When Emelia and Jack’s newborn baby daughter dies of SIDS, the distraught mother is caught in a complex web of grief and rage, a raw wound that renders her life unbearable. She is tortured daily by the sound of laughing children in Central Park, women crooning to their babies, new mothers jogging behind expensive baby strollers.
The author skillfully drives her protagonist’s dramatic denouement from the first page: every Wednesday Emelia picks up Jack’s five-year old son, William, from preschool, the reader immediately complicit with a distraught stepmother confronted with an intractable and overindulged William. The child becomes a focus for Emelia’s discontent, creating a battleground between Jack, Emelia and Jack’s controlling ex-wife, Carolyn, who is virulently opposed to Emelia’s every interaction with William.
Carolyn’s antipathy is understandable; Emelia is a home-wrecker, falling hopelessly in love with a very married man at the law firm where she was newly employed. In turn, Jack is torn between his passion for his new wife and his devotion to William, disturbed that the two people he loves most cannot seem to bond. That the five-year old boy is precocious with a genius IQ adds fuel to the fire: “It sometimes seems like William is Carolyn’s little mouthpiece, her surrogate goad.”
There are no innocents here save William, but Emelia carries more emotional baggage than most: unresolved issues with a philandering father and her heartbroken mother, guilt over breaking up Jack’s marriage and guilt over the death of her baby. Confused husband and angry ex-wife aside, this is Emelia’s battle, her demons old and new threatening her marriage and ability to bond with William.
Emelia is a complex mix of good intentions and human flaws, her actions both disturbing and memorable, her recent loss, conflicted relationship with stepson and husband and unresolved childhood issues all too familiar. As the story progresses, Emelia reveals the details of a painful childhood, her obsessive attachment to Jack from their first meeting and the aching grief that has all but destroyed her ability to function: “Why is it that loving something provides such little protection from betrayal?”

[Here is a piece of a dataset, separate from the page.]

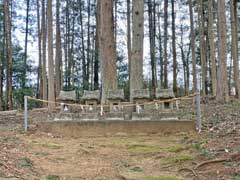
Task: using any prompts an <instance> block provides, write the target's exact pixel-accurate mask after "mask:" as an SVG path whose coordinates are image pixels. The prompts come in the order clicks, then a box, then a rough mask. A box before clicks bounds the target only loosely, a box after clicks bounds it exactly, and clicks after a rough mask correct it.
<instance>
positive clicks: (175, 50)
mask: <svg viewBox="0 0 240 180" xmlns="http://www.w3.org/2000/svg"><path fill="white" fill-rule="evenodd" d="M174 1H175V0H172V2H171V3H172V48H173V92H174V93H175V94H177V52H176V32H175V31H176V30H175V29H176V27H175V7H174Z"/></svg>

Finely wrought characters add another dimension to Emelia’s dilemma, revealing the shattered bits of personal history that have plunged her into an agony of despair. Their problems exacerbated by a shrewish Carolyn, Jack and Emelia cannot heal the loss of their infant while embroiled in an ongoing conflagration, William trapped in the middle of the adults’ dysfunction.
Combining the immediacy of unfathomable loss with the inherent problems of an extended family, Waldman portrays a young mother battling complicated desires, her life spiraling out of control. A recalcitrant child the vehicle for renouncing her self-imposed limitations, Emelia has a priceless opportunity to embrace an unencumbered future, no love or pursuit impossible.